Over 600,000 prisoners are released into society each year, and they face many problems and obstacles with society and with themselves. It is harder for them to find work, housing, education, and have normal social relationships. Those who are not welcomed home by their families and aided by agencies have an even harder time adjusting to their new lives, and most will find that they fail at leading law-abiding lives. Re-entry programs are extremely vital to reducing the rates of recidivism and lowering the costs of incarceration. It would be in the best interests financially to invest in re-entry programs for prisoners with the intent of lowering the rates of offenders who return to prison, versus dealing with the extremely high costs of prisons and the number of prisoners that they hold. Re-entry programs are important not only after the prisoner is released, but before as well. Treatment in prison is the first step in helping a prisoner, but not enough prisoners actually go through a program, and are then at a higher risk for failing within the first year once they leave prison.

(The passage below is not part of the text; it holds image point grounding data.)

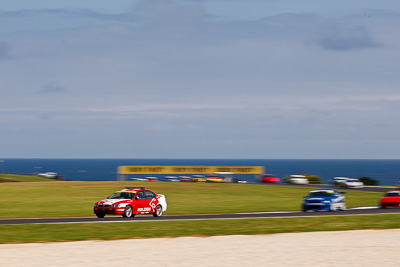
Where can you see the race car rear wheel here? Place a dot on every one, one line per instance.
(158, 211)
(127, 212)
(332, 207)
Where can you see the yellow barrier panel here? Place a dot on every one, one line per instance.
(189, 169)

===Information Technology===
According to the NCJA there is a critical need for all public safety agencies to collect, analyze, and share information involving criminal justice data and trends.

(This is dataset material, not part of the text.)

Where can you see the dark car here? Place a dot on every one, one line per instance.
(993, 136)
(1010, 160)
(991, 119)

Investments in technology should also adhere to federal and state standards, especially the National Information Exchange Model and Global Information Sharing Initiative.

The use of technology should not affect the rights and privacy of individuals, and confidentiality of records should be maintained.

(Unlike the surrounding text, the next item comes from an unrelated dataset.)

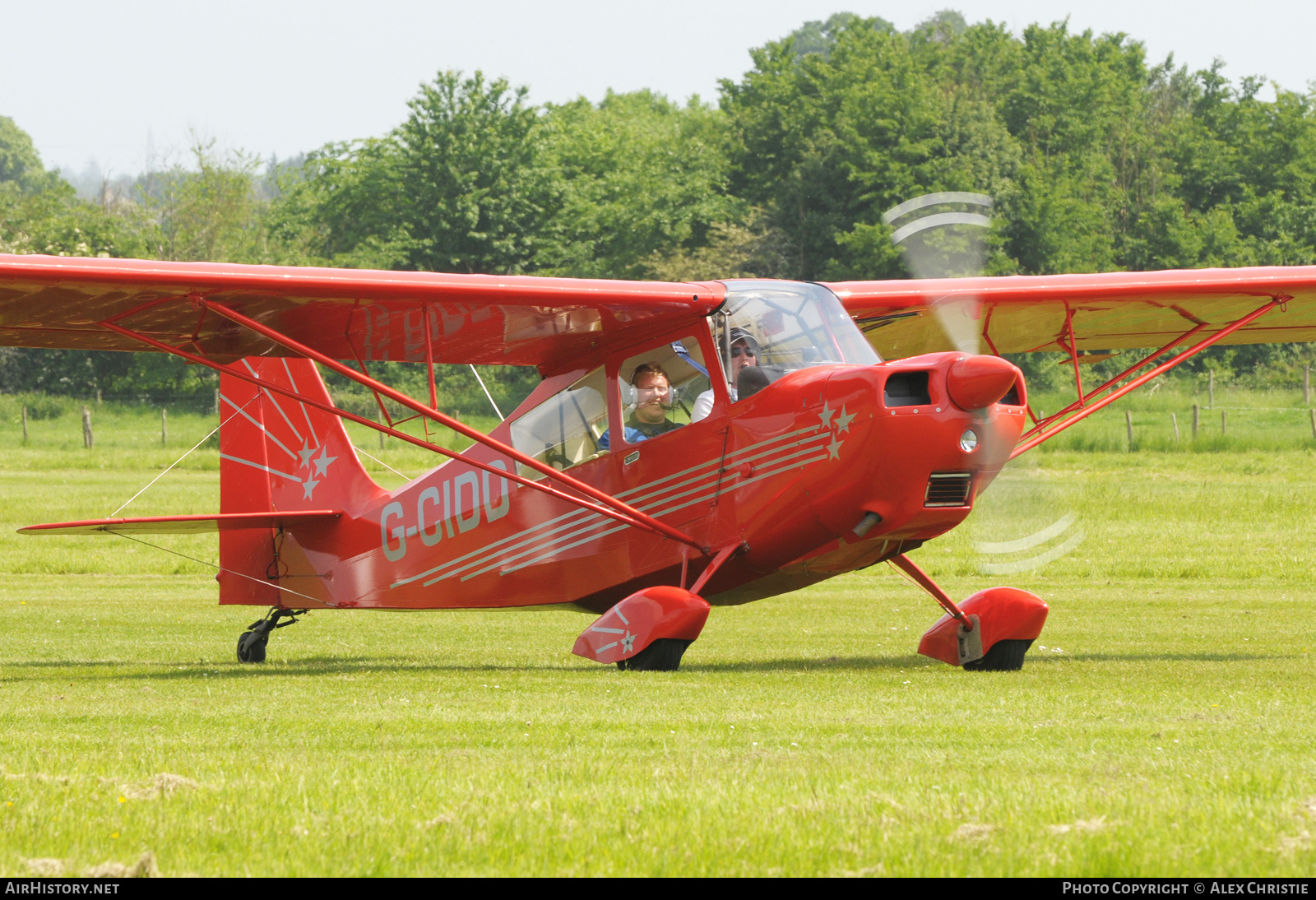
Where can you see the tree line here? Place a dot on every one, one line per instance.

===Racial Disparity in the Criminal Justice System===
The NCJA believe that the over-representation of victims of color and under-representation of minority professionals employed within the criminal justice system are issues that need to be addressed and present significant challenges for the justice system. Criminal Justice professionals should strive to have administration be representative of the population they serve, as well as work to seek out effective measures to reduce over-representation of minority victims and offenders in the criminal justice system.

===Mentally Ill Persons in the Criminal Justice System===
The NCJA states that prison systems are ill-equipped to address the problems and needs of inmates with mental disorders.

As recommendations to the justice system, the NCJA says that "early identification and treatment, law enforcement and correctional officer training, provision of housing, adequate discharge medication amounts, and standardized assessment and diagnostic tools" are necessary for inmates who are mentally ill. Policy makers, law enforcement, and mental health providers should work together to determine what practices and methods of implementation are most effective in dealing with mentally ill inmates.

===Tribal Nations and the Criminal Justice System===
The NCJA is an advocate for the respect of tribal justice systems and tribal nations’ sovereignty. "Criminal justice and tribal justice systems should cooperate in matters of mutual concern, on an individual tribal basis, as appropriate." Governments should work with tribal governments based on their individual and cultural needs.

==Role in Criminal Justice Policy==
===Public Policy Liaison===
The primary role of the NCJA in public policy is as a liaison between federal and state, local, and tribal government for criminal justice issues. Expressing state, local, and tribal concerns to the federal government to prevent and reduce the harmful effects of criminal and delinquent behavior is a part of its mission statement.

====Identifying Promising Practices====
The NCJA actively "seeks exemplary programs that significantly improve the administration of justice." An example of a program that has received an award from the NCJA is the Berks County (PA) Community Reentry Program.

===Membership===
The NCJA primarily serves their organization's members through benefits such as the Justice Bulletin, a weekly news letter detailing congressional updates and criminal justice research; Connect2Grants, a weekly publishing and searchable, comprehensive database of the availability of funding for criminal justice initiatives; and through National Conferences and Policy Forums, which allow for networking among criminal justice practitioners, updates on emerging criminal justice issues and practices, and information on criminal justice policy, among other things.